The European migrant crisis also called the European refugee crisis began in the year 2015, when an increasing number of refugees and migrants made their voyage to the European Union (EU) to seek asylum by traveling across the Mediterranean Sea or through Southeast Europe. According to the United Nations High Commissioner for Refugees, the top three nationalities of the over one million Mediterranean Sea arrivals in 2015 include Syrian (49%), Afghan (21%) and Iraqi (8%). Of the refugees and migrants arriving in EU by sea in 2015, 58% were men, 17% women and 25% children.
In the first six months of 2015, Greece overtook Italy as the first EU country of influx, becoming, the starting point of a flow of refugees and migrants moving through Balkan countries to northern European countries, mainly Germany and Sweden. Since April 2015, the European Union strived to cope with the crisis, increasing funding for border patrol operations in the Mediterranean, devising plans to fight migrant smuggling, launching Operation Sophia ,proposing a new quota system to relocate ,resettling asylum seekers among EU states and alleviating the burden on countries on the external borders of the Union. Individual countries have at times re-launched border controls within the Schengen area, and cracks have emerged between countries willing to accept asylum seekers and others trying to discourage their arrival.

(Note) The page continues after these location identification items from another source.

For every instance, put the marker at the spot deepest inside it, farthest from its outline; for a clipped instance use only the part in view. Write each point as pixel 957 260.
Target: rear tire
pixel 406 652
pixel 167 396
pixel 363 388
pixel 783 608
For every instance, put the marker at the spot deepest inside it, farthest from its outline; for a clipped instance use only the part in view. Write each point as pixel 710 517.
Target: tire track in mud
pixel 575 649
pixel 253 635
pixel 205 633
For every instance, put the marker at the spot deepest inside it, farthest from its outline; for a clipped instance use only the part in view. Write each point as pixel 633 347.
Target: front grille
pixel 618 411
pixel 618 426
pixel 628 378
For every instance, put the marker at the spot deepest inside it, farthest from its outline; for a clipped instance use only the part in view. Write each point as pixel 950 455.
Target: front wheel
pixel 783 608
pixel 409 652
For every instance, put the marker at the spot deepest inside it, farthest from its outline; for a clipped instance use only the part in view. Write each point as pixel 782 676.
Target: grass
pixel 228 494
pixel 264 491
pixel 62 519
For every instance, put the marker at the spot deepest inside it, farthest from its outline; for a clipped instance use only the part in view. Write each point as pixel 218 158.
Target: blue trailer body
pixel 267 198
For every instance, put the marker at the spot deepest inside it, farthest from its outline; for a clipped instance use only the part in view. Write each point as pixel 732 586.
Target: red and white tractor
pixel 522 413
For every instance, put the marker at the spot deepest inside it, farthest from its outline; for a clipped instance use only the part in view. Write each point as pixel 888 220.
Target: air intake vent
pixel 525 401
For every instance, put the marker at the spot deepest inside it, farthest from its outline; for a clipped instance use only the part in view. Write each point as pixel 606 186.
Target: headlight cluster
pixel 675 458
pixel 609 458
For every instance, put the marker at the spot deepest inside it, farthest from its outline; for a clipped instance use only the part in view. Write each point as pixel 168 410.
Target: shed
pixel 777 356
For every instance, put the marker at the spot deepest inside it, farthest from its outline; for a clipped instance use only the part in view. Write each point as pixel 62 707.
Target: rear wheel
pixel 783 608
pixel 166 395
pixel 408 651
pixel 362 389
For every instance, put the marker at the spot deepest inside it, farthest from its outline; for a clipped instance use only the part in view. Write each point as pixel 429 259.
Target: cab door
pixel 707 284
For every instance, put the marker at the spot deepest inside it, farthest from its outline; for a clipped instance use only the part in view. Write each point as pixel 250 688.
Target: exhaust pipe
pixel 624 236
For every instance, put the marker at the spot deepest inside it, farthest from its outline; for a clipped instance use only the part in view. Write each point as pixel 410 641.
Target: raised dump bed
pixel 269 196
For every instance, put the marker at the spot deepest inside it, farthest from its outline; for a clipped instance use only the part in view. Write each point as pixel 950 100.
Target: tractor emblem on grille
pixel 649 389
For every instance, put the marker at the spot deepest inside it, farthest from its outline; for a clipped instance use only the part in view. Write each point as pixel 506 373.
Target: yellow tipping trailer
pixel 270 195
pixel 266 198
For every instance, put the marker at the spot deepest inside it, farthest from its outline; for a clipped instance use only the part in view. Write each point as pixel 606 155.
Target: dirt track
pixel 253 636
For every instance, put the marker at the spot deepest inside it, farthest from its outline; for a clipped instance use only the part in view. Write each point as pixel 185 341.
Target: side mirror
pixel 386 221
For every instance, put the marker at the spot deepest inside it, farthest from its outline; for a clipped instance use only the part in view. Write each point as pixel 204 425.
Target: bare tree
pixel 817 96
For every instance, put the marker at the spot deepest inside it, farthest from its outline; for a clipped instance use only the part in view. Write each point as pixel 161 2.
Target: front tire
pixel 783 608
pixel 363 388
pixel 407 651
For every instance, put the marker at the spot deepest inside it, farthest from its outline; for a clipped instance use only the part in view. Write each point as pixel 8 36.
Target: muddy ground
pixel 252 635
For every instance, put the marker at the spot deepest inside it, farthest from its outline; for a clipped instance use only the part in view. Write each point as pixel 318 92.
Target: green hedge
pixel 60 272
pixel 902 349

According to Eurostat, European Union member states have received over 1.2 million first time asylum applications in 2015, a number more than double that of the previous year. Four states including Germany, Hungary, Sweden, and Austria received around two-thirds of the EU's asylum applications in 2015, with Hungary, Sweden, and Austria being the top recipients of asylum applications per capita. The major countries of citizenship of asylum seekers, accounting for more than half of the total, were Syria, Afghanistan and Iraq.